# Young male in need of a home, handled since birth.



## JellinMellon (Jan 27, 2012)

Hello everyone so I'm putting one of my males up for adoption. 

If your curious of his origin it can be found on the Accidental Litter sections: Babies coming tonight?!?!? We just got her a few hours ago!!!!

This little male was born February 1, 2012 and has been handled since birth so he is great in hands and super friendly. Out of all my babies he is probably the sweetest, loves to give kisses, and is super adventurous. He probably won't grow very big, his mother was very small for an adult rat (at 4 weeks her babies were almost bigger than her) and he had to be weaned early due to...escape issues. I'm going to be fairly picky about his home and I want him to go to someone who already owns rats. He only has one other brother, but he may be going to another girl who only wants the one. 

I will give you a bag of his current food and assist in any way I can.

Here are some pictures of him and his brother, he is the one with the black head and those are all his markings, he has a black dot on his tail and it goes onto his tail a bit. 




















PS: I will know at the end of the week whether or not his brother will need a home.
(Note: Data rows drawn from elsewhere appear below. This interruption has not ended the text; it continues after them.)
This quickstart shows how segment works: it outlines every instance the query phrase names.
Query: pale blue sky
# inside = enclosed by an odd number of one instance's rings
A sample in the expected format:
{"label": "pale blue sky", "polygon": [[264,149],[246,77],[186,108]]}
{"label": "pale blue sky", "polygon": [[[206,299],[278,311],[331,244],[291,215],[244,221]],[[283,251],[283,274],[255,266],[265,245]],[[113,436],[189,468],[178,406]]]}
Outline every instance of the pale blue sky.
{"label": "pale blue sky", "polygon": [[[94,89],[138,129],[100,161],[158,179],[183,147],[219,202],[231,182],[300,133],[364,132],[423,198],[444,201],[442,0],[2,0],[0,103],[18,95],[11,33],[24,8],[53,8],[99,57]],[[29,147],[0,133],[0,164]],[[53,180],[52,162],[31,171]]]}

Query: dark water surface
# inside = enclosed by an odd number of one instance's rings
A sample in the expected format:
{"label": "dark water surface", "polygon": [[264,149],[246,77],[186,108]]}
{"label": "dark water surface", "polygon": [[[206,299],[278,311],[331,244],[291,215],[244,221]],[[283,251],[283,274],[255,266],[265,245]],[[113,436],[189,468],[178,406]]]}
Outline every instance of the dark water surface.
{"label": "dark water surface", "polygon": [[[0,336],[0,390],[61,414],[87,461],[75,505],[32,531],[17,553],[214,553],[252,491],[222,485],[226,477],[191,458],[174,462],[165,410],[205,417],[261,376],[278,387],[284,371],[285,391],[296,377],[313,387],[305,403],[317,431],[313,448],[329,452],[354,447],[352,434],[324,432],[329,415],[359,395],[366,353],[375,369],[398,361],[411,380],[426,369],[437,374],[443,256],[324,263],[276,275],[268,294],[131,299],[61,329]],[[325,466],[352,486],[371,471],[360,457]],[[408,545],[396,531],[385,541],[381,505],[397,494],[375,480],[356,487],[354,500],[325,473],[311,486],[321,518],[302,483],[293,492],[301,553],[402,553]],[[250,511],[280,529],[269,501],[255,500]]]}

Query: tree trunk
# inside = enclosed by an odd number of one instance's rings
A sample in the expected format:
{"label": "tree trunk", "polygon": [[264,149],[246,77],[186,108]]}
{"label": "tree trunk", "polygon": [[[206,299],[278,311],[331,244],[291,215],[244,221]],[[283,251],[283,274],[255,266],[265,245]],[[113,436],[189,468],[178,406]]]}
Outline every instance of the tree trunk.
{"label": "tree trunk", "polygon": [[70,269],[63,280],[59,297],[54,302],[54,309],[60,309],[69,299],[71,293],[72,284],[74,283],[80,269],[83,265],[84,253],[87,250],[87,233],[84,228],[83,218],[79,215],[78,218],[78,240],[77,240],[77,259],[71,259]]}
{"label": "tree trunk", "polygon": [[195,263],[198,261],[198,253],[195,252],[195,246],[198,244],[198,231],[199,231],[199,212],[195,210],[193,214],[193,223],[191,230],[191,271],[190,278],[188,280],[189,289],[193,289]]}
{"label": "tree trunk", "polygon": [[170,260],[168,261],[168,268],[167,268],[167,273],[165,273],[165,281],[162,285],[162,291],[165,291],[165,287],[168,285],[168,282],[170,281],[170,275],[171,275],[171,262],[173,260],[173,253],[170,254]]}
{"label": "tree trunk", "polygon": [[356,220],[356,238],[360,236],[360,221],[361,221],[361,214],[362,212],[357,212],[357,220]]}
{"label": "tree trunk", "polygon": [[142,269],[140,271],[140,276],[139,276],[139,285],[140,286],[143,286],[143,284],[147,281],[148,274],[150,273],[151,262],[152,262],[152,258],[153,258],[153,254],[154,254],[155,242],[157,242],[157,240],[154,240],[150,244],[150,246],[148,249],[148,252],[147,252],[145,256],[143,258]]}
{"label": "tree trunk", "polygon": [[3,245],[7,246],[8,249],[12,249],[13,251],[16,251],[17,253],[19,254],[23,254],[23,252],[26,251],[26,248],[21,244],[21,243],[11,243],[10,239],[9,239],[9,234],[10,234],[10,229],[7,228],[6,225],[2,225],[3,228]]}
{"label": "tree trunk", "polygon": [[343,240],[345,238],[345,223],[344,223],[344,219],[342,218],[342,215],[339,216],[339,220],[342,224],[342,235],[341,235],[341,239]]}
If the girl cannot adopt him then I want these two to go together. 

I will be adopting them out at the earliest next week: March 4. 

Please let me know either on here or email me: [email protected]


----------



## lilspaz68 (Feb 24, 2007)

You need to tell everyone where you are located.


----------



## JellinMellon (Jan 27, 2012)

I commented that after I posted and I guess it hasn't gone through yet..I'm in Sterling KS but I'm willing to drive to meet someone. 

Also the brother is adopted.


----------



## Sandy21R (Feb 28, 2012)

I would take him but I am in Australia  I have been after a boy for a few days since my girls have moved together and are now friends I have a spare cage for a boy who I have always wanted
ended up getting girls because of mum


----------